Health Bytes: How not to diet
I dug around a little, trying to find the craziest diets, ever, and I am honestly astounded by what the internet threw up. They’re not just ineffective, but exceedingly dangerous. Here are the worst of the lot (and no, don’t try them out, ever).
Every time I meet this man, let’s call him D, he looks slimmer than he was the last time I met him. “I’m on keto," he tells me. "It's working."
Keto or the ketogenic diet, is a high-fat, moderate-protein, low-carbohydrate diet, developed byDr Russell Wilder in 1921.
It was a therapeutic diet back then, explicitly aimed at children who have epilepsy. In its current avatar, however, it is a weight-loss tool. A pretty popular one if Instagram is anything to go by; it’s flooded with pictures of people who have used the diet to lose massive amounts of weight.
Many versions of the diet exist, but the basic principles involve cutting one's carbohydrate intake to less than 50 grams a day and obtaining most of your energy—70-80% at least—from fat.
In the short-term, keto does help with weight loss. Since fat is more satiating, you end up eating less overall, says an article published in the Harvard School of Public Health. Also, the metabolic effects of converting fat and protein to glucose may lead to increased calorie expenditure, says the same article.
But the diet is also believed to have long-term side effects, including increased risk of kidney stones and osteoporosis, vitamin deficiencies and raised cholesterol levels which could, in turn, lead to heart disease. More practical drawbacks: bad breath, diarrhoea, or constipation— a negative impact on athletic performance, sluggishness, and more.

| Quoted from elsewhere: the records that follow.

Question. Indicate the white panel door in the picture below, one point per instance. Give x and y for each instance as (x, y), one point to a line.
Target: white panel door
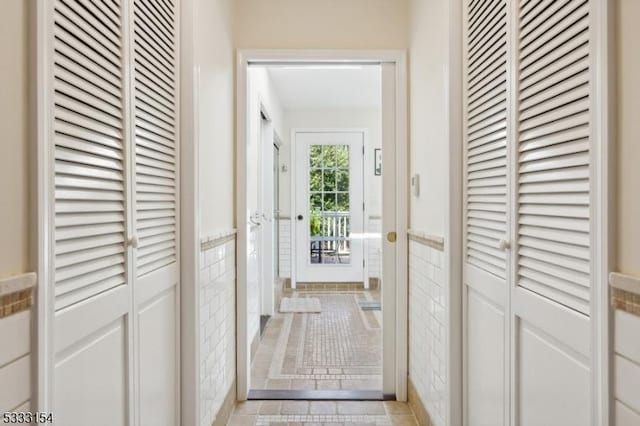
(552, 226)
(90, 260)
(155, 126)
(529, 202)
(486, 222)
(112, 139)
(329, 213)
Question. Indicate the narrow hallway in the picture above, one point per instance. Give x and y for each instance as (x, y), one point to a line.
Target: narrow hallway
(339, 348)
(334, 413)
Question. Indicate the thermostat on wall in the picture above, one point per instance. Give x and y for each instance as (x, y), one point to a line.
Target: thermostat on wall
(415, 185)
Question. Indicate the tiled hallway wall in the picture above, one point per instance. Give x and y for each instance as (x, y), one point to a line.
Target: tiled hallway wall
(626, 358)
(217, 319)
(427, 328)
(16, 300)
(285, 247)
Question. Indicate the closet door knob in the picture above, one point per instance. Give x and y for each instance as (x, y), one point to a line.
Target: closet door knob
(133, 241)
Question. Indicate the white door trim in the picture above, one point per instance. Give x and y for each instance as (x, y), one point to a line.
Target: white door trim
(396, 57)
(187, 239)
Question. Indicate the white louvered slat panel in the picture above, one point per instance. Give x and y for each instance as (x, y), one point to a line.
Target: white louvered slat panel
(155, 121)
(486, 134)
(553, 152)
(88, 114)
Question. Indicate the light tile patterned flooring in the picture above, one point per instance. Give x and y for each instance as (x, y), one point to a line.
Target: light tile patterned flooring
(373, 413)
(339, 348)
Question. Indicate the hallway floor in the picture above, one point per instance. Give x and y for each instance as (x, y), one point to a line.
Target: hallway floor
(370, 413)
(337, 349)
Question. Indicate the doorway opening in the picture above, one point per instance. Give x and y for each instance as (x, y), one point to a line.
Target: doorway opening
(318, 285)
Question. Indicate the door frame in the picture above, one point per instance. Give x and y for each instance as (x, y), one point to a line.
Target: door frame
(44, 324)
(602, 211)
(293, 197)
(397, 58)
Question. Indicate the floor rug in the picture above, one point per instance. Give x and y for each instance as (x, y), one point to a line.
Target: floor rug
(300, 305)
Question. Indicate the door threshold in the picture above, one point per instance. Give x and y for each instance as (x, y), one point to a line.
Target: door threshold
(318, 395)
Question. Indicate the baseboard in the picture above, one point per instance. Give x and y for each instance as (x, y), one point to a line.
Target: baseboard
(421, 413)
(222, 418)
(255, 343)
(347, 286)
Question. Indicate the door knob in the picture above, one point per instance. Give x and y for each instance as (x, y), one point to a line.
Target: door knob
(133, 241)
(504, 245)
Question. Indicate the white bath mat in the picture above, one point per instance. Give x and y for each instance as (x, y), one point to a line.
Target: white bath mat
(300, 304)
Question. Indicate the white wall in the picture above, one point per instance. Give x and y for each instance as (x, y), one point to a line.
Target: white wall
(214, 59)
(626, 362)
(215, 133)
(429, 118)
(15, 147)
(321, 24)
(628, 135)
(261, 92)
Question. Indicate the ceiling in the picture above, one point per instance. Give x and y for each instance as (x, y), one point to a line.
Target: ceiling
(328, 86)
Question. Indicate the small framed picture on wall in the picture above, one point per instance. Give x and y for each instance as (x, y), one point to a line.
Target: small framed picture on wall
(377, 162)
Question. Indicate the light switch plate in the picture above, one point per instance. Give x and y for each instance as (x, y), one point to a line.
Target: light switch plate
(415, 185)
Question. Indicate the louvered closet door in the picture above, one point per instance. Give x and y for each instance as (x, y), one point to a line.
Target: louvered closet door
(155, 119)
(88, 138)
(528, 198)
(486, 207)
(552, 224)
(113, 90)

And yet, it works. "I've never lost weight so easily before," D tells me, convinced that it is possible to follow this way of eating all his life.

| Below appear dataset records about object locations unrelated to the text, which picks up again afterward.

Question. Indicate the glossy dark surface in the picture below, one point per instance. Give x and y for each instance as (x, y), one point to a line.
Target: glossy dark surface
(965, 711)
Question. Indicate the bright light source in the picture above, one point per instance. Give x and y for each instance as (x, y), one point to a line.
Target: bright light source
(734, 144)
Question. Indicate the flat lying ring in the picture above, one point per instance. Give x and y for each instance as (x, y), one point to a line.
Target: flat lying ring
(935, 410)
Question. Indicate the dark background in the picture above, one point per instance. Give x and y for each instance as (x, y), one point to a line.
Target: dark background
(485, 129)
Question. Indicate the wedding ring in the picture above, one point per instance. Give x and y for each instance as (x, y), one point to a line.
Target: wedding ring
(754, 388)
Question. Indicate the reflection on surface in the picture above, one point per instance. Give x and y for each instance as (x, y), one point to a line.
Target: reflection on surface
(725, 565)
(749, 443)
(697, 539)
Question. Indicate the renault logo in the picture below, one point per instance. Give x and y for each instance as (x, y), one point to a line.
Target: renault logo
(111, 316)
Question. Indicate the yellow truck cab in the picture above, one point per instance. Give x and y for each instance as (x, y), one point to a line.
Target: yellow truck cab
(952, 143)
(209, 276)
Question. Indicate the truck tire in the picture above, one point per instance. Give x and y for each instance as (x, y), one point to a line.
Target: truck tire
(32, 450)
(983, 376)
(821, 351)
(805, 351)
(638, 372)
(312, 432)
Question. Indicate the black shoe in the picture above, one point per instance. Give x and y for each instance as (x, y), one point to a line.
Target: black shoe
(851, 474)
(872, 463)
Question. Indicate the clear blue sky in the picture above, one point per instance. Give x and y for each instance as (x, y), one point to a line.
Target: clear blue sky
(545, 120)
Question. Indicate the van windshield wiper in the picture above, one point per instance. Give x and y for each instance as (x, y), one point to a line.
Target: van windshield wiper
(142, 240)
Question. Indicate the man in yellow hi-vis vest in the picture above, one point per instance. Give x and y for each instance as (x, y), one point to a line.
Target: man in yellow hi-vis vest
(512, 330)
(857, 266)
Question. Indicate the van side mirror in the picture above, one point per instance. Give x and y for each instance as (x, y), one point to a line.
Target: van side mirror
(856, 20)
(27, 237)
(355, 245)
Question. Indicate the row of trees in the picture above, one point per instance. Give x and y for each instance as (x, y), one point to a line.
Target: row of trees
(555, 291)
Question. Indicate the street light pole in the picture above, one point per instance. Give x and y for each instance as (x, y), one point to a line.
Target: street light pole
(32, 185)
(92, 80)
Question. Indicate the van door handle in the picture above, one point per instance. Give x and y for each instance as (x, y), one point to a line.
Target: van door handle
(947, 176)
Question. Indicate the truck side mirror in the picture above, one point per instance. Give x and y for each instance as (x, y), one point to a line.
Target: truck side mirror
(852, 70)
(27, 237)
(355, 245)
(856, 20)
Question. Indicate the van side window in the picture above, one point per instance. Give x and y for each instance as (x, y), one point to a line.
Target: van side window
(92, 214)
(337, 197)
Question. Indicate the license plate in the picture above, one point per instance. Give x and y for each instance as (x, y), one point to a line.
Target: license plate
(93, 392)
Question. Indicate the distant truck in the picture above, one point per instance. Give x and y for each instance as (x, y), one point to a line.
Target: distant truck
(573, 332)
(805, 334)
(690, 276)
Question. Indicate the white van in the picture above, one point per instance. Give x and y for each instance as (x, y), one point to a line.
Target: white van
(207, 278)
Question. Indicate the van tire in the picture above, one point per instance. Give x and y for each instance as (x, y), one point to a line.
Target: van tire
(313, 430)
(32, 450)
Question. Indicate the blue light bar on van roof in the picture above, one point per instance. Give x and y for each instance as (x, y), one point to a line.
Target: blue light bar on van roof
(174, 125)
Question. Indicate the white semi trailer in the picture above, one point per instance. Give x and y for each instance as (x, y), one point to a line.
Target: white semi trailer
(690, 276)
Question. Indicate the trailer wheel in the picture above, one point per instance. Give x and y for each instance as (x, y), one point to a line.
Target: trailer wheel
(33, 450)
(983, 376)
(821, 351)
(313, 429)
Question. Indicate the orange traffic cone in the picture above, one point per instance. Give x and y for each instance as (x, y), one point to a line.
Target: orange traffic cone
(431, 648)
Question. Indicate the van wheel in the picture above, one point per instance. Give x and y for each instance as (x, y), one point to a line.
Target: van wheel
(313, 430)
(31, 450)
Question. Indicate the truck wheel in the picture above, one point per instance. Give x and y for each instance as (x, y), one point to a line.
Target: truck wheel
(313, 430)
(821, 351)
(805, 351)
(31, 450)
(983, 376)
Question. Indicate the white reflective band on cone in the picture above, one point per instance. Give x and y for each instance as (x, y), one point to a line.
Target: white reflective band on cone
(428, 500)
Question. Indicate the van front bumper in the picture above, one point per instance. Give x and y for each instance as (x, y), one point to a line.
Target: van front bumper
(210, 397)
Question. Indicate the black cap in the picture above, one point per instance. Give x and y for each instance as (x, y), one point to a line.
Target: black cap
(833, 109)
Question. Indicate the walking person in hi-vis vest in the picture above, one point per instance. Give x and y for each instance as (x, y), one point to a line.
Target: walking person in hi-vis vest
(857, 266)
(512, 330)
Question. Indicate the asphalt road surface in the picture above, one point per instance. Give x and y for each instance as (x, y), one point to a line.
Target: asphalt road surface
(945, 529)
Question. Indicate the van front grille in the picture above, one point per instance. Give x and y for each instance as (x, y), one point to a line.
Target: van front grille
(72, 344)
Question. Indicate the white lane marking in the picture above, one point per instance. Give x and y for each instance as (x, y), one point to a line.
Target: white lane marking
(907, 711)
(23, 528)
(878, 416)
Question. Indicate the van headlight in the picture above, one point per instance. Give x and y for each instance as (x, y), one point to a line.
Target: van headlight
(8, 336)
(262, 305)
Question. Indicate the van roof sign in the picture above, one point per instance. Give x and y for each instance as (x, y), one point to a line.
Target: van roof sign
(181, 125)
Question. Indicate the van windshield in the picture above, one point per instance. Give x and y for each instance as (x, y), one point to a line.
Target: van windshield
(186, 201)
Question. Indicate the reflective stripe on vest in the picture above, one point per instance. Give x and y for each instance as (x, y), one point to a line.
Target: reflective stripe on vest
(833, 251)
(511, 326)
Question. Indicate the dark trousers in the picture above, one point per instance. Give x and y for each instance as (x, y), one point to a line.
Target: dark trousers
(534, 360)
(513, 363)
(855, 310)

I'm the last person to tell anyone what is right and wrong for them diet-wise: I've been on some version of a diet since I was 14, and have tried out some ridiculous ones. But this also got me thinking about nutrition and how thinness, often misleadingly equated with health, fitness and attractiveness, is almost always the end goal of most diets. (A somewhat myopic way of looking at nutrition. It is also about performance, well-being, enjoyment, celebration and nourishment.)

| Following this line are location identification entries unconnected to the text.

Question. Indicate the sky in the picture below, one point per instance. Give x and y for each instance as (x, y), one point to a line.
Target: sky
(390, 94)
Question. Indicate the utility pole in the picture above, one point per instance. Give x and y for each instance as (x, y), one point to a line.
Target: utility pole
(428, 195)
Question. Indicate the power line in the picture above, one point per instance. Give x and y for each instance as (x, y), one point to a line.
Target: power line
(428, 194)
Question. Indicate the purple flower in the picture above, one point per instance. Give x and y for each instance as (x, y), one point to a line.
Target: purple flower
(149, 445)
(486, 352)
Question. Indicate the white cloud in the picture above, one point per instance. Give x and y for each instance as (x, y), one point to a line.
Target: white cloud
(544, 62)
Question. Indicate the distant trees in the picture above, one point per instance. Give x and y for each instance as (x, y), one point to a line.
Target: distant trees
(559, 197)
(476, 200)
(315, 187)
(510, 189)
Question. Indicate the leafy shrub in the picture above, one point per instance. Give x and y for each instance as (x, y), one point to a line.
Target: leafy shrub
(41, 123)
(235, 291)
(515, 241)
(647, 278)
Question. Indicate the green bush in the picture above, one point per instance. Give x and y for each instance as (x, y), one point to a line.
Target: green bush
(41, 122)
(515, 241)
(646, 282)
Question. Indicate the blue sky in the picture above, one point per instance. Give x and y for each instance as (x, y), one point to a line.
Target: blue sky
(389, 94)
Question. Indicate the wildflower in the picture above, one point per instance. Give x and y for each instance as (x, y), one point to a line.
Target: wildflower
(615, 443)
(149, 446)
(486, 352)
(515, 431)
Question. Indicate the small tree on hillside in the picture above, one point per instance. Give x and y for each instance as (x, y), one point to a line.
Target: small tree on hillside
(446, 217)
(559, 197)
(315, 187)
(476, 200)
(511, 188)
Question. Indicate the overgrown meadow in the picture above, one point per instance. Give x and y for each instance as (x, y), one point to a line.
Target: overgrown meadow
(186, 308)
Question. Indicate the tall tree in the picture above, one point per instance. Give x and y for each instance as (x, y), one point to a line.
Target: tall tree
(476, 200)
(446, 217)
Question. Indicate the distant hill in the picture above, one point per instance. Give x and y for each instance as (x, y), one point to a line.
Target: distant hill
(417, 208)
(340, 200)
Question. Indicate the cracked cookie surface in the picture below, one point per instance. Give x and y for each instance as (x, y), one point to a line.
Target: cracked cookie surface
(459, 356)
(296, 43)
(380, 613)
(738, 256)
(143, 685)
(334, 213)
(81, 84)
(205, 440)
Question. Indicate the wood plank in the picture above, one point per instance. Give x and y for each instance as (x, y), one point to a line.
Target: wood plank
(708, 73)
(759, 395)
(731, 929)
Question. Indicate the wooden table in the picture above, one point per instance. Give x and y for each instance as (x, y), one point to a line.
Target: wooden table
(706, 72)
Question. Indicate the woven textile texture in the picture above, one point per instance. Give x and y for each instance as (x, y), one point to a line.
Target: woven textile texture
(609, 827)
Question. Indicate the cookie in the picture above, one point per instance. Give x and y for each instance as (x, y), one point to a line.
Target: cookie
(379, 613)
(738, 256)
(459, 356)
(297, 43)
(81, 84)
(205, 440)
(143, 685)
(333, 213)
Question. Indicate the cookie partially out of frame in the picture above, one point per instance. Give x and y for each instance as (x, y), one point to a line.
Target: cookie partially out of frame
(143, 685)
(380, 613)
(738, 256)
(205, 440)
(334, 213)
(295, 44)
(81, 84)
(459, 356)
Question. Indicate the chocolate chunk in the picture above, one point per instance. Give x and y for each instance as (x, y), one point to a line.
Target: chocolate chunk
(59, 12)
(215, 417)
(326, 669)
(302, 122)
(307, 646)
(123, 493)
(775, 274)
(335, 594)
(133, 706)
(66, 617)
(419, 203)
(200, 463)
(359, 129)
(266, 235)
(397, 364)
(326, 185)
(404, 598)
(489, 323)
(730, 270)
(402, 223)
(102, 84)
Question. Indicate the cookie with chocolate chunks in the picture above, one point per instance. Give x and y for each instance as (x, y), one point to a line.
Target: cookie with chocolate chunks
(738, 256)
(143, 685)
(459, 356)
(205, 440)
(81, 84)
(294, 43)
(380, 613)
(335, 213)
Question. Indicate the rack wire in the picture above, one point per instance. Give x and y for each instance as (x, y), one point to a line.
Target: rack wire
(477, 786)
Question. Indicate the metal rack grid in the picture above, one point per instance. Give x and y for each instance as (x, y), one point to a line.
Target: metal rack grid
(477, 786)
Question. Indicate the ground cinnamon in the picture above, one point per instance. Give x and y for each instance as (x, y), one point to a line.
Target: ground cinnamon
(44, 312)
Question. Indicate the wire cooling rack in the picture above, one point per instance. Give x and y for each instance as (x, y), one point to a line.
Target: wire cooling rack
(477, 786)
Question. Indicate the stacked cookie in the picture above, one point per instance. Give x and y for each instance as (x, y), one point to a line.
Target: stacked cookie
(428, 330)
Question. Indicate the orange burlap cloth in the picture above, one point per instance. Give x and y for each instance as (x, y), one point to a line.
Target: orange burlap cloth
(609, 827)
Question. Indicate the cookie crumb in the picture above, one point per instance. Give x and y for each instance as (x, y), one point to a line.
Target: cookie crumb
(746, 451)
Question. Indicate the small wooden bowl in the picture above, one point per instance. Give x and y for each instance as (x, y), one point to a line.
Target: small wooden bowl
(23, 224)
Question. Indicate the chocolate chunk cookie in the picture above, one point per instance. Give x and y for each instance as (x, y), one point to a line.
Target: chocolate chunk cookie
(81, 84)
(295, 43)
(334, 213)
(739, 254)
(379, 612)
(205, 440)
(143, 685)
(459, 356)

So, I dug around a little, trying to find the craziest diets, ever, and I am honestly astounded by what the internet threw up. They’re not just ineffective, but exceedingly dangerous. Here are the worst of the lot (and no, don’t try them out, ever):
1. The Tapeworm Diet
You know all those terrible things a woman does to look beautiful: waist-training, heavy-metal-laden cosmetics, hair dyes full of carcinogens? Add the tapeworm diet to that list. And, yes, it's as disgusting as it sounds. You ingest tapeworm eggs, wait for them to hatch in your stomach and feed off you. The theory is that since you are sharing your meals with the tapeworm, you are absorbing fewer overall calories. The truth is you will end up with nasty tapeworm infection and completely ruin your body and health.
2. The Sleeping Beauty Diet
Sleep is great for you; we all know that. But this diet proves that adage about too much of a good thing isn't always good for you. The underlying thought behind the diet is this: if you sleep, you cannot eat and will, therefore, lose weight. In short, the diet encourages you to pop in sleeping pills and snooze all day, therefore dropping plenty of weight. It works, of course. But popping sedatives can also lead to memory loss, mental health issues, and loss of bodily functioning. Besides, what's the point of fitting into that little black dress, if you are too sleepy actually to wear it and go out into the world? I rest my case.
3. The Cotton Ball Diet
The models do this to stay skinny: they dip cotton balls into orange juice and swallow those, instead of eating a real meal. A manifestation of anorexia, this way of eating can lead to severe nutritional deficits and cause blockages in the body. And, yes, let's not forget that bleached cotton is chockful of harmful chemicals, stuff no one should be eating.
4. The Breatharian Diet
You know the prana they talk about in a yoga class, the energy, life and power it contains. It turns out that the breatharians think that you can replace a hot meal with it, and subsist on nothing but air. Unfortunately, since you aren’t a plant, air and sunlight cannot really nourish you. And while it may have made sense for the yogis of yore, it certainly doesn’t if you have to work, workout and well, live.
5. The HCG Diet
HCG or Human Chorionic Gonadotropin is the hormone women produce when they are pregnant. This diet involves frequent shots of HCG—it apparently is an appetite suppressant—coupled with a very low calorie (VLC) diet. Technically, the weight loss comes because you're eating so little, around 500 calories. But let's be honest, injecting random hormones into your body is never a good idea.